Matcha Sandry Kubickiej wywołuje niezłe kontrowersje. Influencerzy wyrzucają ją do kosza

2025-07-19 11:38

Niedawno Sandra Kubicka ruszyła z własną kawiarnią serwującą matchę, ale zamiast zachwytów zbiera głównie baty. Po miażdżącej recenzji Dominika Rupińskiego, teraz do grona krytyków dołączyła Julia Szponer, popularna influencerka z TikToka. Sprawdziła, jak smakują trzy warianty napoju i nie zostawiła na nich suchej nitki. "Ani to wygląda, ani smakuje” - podkreśliła, a następnie wyrzuciła napój do kosza.

Sandra Kubicka

i

Autor: AKPA, TikTok/julia_szponer

Otwarty z pompą lokal Sandry Kubickiej "Sandra’s Matcha” miał być spełnieniem jej biznesowych marzeń i odpowiedzią na rosnący trend wokół japońskiej herbaty. Biznes w sercu Warszawy, przy Wilczej 43, przyciągał od pierwszego dnia sporo ciekawskich klientów, głównie fanów influencerki. Ale im więcej zamówień, tym więcej recenzji. A te, delikatnie mówiąc, są mieszane.

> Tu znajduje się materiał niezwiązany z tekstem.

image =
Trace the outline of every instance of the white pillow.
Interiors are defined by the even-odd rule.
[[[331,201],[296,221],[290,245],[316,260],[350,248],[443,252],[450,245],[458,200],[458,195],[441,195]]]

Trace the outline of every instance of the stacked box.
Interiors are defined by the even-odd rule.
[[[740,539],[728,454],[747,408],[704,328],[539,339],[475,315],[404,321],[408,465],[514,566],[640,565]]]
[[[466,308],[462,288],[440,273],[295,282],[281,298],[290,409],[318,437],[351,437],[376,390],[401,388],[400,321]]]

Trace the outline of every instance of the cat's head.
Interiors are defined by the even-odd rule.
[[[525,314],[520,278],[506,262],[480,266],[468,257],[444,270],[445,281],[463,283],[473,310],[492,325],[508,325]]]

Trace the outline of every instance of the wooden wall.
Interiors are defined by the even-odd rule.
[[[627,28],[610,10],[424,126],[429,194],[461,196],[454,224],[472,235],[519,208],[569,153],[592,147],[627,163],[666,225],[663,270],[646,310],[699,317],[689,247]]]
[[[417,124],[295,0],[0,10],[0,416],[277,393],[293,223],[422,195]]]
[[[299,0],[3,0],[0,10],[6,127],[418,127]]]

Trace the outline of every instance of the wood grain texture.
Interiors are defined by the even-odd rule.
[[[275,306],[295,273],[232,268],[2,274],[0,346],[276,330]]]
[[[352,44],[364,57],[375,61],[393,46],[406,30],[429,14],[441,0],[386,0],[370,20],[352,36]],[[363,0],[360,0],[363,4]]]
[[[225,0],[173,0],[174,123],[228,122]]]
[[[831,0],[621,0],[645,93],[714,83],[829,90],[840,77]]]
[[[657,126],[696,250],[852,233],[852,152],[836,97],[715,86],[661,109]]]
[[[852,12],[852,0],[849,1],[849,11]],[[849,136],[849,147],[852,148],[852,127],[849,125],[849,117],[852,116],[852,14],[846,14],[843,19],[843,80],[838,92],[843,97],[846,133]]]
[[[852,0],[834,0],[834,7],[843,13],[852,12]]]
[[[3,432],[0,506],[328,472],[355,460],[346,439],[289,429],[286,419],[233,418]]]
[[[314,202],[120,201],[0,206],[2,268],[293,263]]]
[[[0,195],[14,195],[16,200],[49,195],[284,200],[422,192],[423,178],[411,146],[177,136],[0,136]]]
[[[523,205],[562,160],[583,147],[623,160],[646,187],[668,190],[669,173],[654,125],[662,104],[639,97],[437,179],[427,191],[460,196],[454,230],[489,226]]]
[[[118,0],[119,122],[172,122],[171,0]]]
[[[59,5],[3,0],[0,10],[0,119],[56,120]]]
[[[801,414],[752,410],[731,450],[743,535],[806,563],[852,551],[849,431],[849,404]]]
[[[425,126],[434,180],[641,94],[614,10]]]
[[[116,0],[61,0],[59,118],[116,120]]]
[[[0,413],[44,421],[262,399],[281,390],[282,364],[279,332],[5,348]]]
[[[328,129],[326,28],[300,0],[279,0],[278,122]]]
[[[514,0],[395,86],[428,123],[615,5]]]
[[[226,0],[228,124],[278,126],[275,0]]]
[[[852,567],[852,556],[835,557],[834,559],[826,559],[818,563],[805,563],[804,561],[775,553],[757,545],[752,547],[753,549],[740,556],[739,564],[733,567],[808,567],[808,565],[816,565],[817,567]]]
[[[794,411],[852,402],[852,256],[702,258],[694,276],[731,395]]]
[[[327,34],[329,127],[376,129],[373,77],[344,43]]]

Najpierw głos zabrał Dominik Rupiński, znany z zamiłowania do matchy. Zamówił trzy napoje, zapłacił prawie 70 zł, a potem podzielił się swoją krytyczną opinią. Tłumaczył, że matcha była gorzka, rozwodniona, smakowała jak trawiasty proszek, a do tego przygotowywana bez tradycyjnego chasenu, tylko mlecznym spieniaczem.

Sandra zareagowała błyskawicznie, publikując nagranie z jachtu nad jeziorem Como, w którym wesoło wymachiwała środkowymi palcami. Chciała w ten sposób pokazać, że krytyka jej niespecjalnie ruszyła. Jednak to nie pierwsza negatywna opinia. Na TikToku można znaleźć wiele filmów z testowania napoju, które nie robią lokalowi gwiazdy dobrej reklamy.

W ślad za Dominikiem Rupińskim do lokalu trafiła Julia Szponer, również znana z TikToka, gdzie śledzi ją aż 2 miliony osób. Efekt? Historia się powtórzyła.

Zobacz też: Sandra Kubicka oficjalnie potwierdziła - rozwodu z Baronem jednak nie będzie! Zdradziła, dlaczego złożyła pozew

Sandra Kubicka zrelacjonowała ciężką podróż na wakacje. "To był koszmar"

Matcha Sandry Kubickiej

Julia Szponer zamówiła trzy warianty matchy, zabrała je do auta i odpaliła TikToka. Już na starcie nie kryła rozczarowania, ponieważ żadna z herbat nie wyglądała tak, jak na zdjęciach w witrynie. A jak podkreśliła, człowiek je także oczami. Influencerka nie była zachwycona ani estetyką, ani smakiem. "Obrzydliwe”, "trawiasty proszek”, "syrop bubble gum” – to tylko niektóre z określeń, którymi podsumowała degustację.

Tak bardzo nie smakował jej napój gwiazdy, że jeden z pełnych kubków wylądował w śmietniku, a Julia zaznaczyła, że nie planuje dawać "Sandra’s Matcha” drugiej szansy. Mimo wszystko, w opisie filmu zaznaczyła, że każdy ma inne kubki smakowe i być może innym produkt przypadnie do gustu.

Przy okazji pochwaliła Kubicką za odwagę w rozwijaniu marki. Czy jednak Sandra odpowie równie dosadnie, jak przy okazji recenzji Rupińskiego? Czas pokaże. Jednak nie ma co ukrywać, że lokal Sandry Kubickiej stał się jednym z najgłośniejszych tematów TikToka tego lata. Choć recenzje są miażdżące, to ruch pod lokalem wciąż spory.